The recent trial of new products, service style and décor will shape the chain's future direction
Sbarro’s recently ended a two-month trial of new products, service style and décor conducted at 10 test units will help shape the Italian quick-service chain’s future direction as it migrates into the fast-casual market, president and chief executive Jim Greco told Nation’s Restaurant News.
Greco said Sbarro’s reformulated Neapolitan-style pizza was well received by customers, but the new line of made-to-order pastas and sauces did not generate as strong a sales response in the test stores, which debuted early in June.
“Customers preferred the new sauces and pastas over the existing recipes,” Greco said. “But their intent to purchase was not as high as we had expected. It wasn’t because of the taste, though; it just wasn’t what they were necessarily looking for in the mall at lunchtime.”
In the test units, pizza accounted for 45 percent of total sales, while pasta generated about 6 percent.
Greco said the units will continue to offer the new pasta line — which consists of five sauces and three pastas — with expectations that it might climb to 10 percent of sales eventually. “However, we don’t think [pasta] will be a big-selling item,” he added. “We expect to focus on the pizza and some other products.”

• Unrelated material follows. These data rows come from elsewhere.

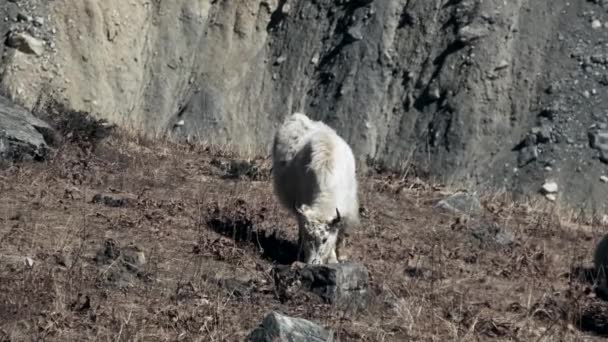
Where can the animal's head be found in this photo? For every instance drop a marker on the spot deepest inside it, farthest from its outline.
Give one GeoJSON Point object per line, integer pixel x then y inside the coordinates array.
{"type": "Point", "coordinates": [319, 234]}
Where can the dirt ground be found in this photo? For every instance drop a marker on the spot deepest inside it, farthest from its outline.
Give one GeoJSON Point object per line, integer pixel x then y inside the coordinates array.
{"type": "Point", "coordinates": [143, 241]}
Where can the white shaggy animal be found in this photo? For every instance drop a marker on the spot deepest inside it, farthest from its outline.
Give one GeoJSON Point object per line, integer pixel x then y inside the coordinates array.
{"type": "Point", "coordinates": [314, 178]}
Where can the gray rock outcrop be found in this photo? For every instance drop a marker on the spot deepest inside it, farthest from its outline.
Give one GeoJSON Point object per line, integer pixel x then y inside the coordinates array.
{"type": "Point", "coordinates": [21, 134]}
{"type": "Point", "coordinates": [280, 328]}
{"type": "Point", "coordinates": [345, 285]}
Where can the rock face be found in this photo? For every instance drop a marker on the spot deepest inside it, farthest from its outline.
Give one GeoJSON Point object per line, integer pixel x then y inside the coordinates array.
{"type": "Point", "coordinates": [21, 134]}
{"type": "Point", "coordinates": [451, 89]}
{"type": "Point", "coordinates": [278, 327]}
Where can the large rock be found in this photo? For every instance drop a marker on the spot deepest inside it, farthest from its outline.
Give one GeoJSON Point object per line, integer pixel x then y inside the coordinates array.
{"type": "Point", "coordinates": [22, 135]}
{"type": "Point", "coordinates": [280, 328]}
{"type": "Point", "coordinates": [342, 284]}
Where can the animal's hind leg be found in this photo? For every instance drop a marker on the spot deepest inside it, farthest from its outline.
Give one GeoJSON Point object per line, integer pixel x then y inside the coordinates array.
{"type": "Point", "coordinates": [340, 250]}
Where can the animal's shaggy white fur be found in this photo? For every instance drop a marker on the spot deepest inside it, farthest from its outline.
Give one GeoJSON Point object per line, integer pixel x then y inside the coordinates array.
{"type": "Point", "coordinates": [314, 177]}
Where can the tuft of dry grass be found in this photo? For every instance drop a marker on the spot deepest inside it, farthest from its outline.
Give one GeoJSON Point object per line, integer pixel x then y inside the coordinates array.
{"type": "Point", "coordinates": [211, 230]}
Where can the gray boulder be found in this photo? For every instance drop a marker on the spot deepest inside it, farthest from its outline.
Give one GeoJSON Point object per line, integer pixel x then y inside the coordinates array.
{"type": "Point", "coordinates": [278, 328]}
{"type": "Point", "coordinates": [22, 135]}
{"type": "Point", "coordinates": [345, 285]}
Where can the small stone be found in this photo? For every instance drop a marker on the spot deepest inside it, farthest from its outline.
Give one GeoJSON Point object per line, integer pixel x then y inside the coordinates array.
{"type": "Point", "coordinates": [543, 133]}
{"type": "Point", "coordinates": [550, 187]}
{"type": "Point", "coordinates": [502, 64]}
{"type": "Point", "coordinates": [25, 43]}
{"type": "Point", "coordinates": [598, 138]}
{"type": "Point", "coordinates": [354, 34]}
{"type": "Point", "coordinates": [345, 284]}
{"type": "Point", "coordinates": [278, 327]}
{"type": "Point", "coordinates": [527, 155]}
{"type": "Point", "coordinates": [38, 21]}
{"type": "Point", "coordinates": [280, 60]}
{"type": "Point", "coordinates": [29, 262]}
{"type": "Point", "coordinates": [23, 17]}
{"type": "Point", "coordinates": [434, 93]}
{"type": "Point", "coordinates": [470, 33]}
{"type": "Point", "coordinates": [112, 200]}
{"type": "Point", "coordinates": [461, 202]}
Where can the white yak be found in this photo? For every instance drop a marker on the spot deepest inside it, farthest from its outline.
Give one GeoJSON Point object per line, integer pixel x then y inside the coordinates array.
{"type": "Point", "coordinates": [314, 178]}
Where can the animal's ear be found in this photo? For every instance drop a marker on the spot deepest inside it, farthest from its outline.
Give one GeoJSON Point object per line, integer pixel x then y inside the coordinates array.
{"type": "Point", "coordinates": [337, 219]}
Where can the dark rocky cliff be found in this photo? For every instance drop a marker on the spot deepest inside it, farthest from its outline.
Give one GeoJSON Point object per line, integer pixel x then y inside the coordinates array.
{"type": "Point", "coordinates": [499, 93]}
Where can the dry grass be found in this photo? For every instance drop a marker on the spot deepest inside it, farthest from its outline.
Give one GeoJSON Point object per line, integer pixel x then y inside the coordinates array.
{"type": "Point", "coordinates": [210, 239]}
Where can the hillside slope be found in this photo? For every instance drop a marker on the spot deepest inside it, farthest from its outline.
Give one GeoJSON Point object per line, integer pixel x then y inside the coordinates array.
{"type": "Point", "coordinates": [476, 92]}
{"type": "Point", "coordinates": [149, 241]}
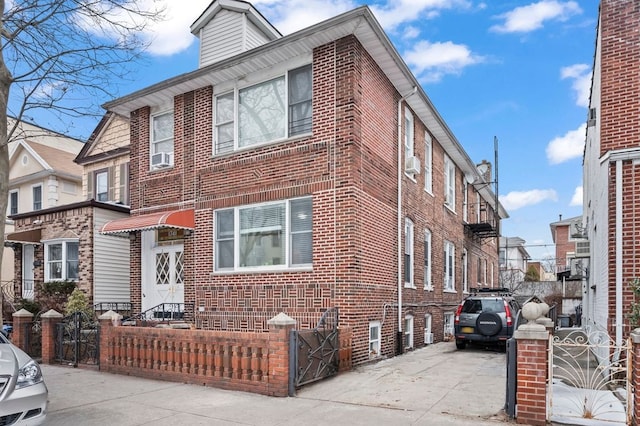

Customers embraced the new pizza recipe more enthusiastically than the new pasta, Greco said. “We found that people prefer the new pizza to the existing recipe by a wide margin,” he noted.
The new recipe is based on traditional Neapolitan style pizza, with a thinner crust, simpler tomato sauce that requires few spices, freshly grated whole-milk mozzarella, and Pecorino Romano cheese.
The 10 test units saw initial sales increases of about 10 percent, Greco said. Sbarro currently generates an average unit volume of about $690,000.
Greco declined to say when the new pizza will be rolled out across the 1,013-unit international chain, but he said the brand was planning “a big event” around the new pizza iteration that will coincide with National Pizza Month in October.
The test units also provided other operational data for the Melville, N.Y.-based chain. “We learned that there is a need for extensive operational training to allow us to execute properly,” he said. “Some units executed better than others.”
Sbarro’s new open-flame ovens “were a big success,” Greco continued. He said the hotter ovens took three minutes off the prep time it took to make a large pizza — down to five-and-a-half minutes from eight-and-a-half minutes. The new ovens also reduced the amount of time it takes to warm a slice, from two minutes to one minute.
In addition to speeding up prep time, the new ovens also provided “theater” for customers. “The flames are very impressive,” Greco said. “You can see them across the food court.”
He said the test units’ new induction cooktops worked well, too. “We can make pasta very quickly, but we plan to modify the preparation going forward to cut more time off,” he said.
In the meantime, the chain is continuing to address the balance of the menu. Among the items being explored are new salads, pizza varieties, desserts and “handheld” options.
Sbarro will continue to transition itself into the fast-casual sector under the brand positioning of “Hands on Italian.” “It reflects authenticity and creativity rooted in the Italian tradition, done with flair and fun,” he said. “’Hands on Italian’ is very much in keeping with the fast-casual vision.”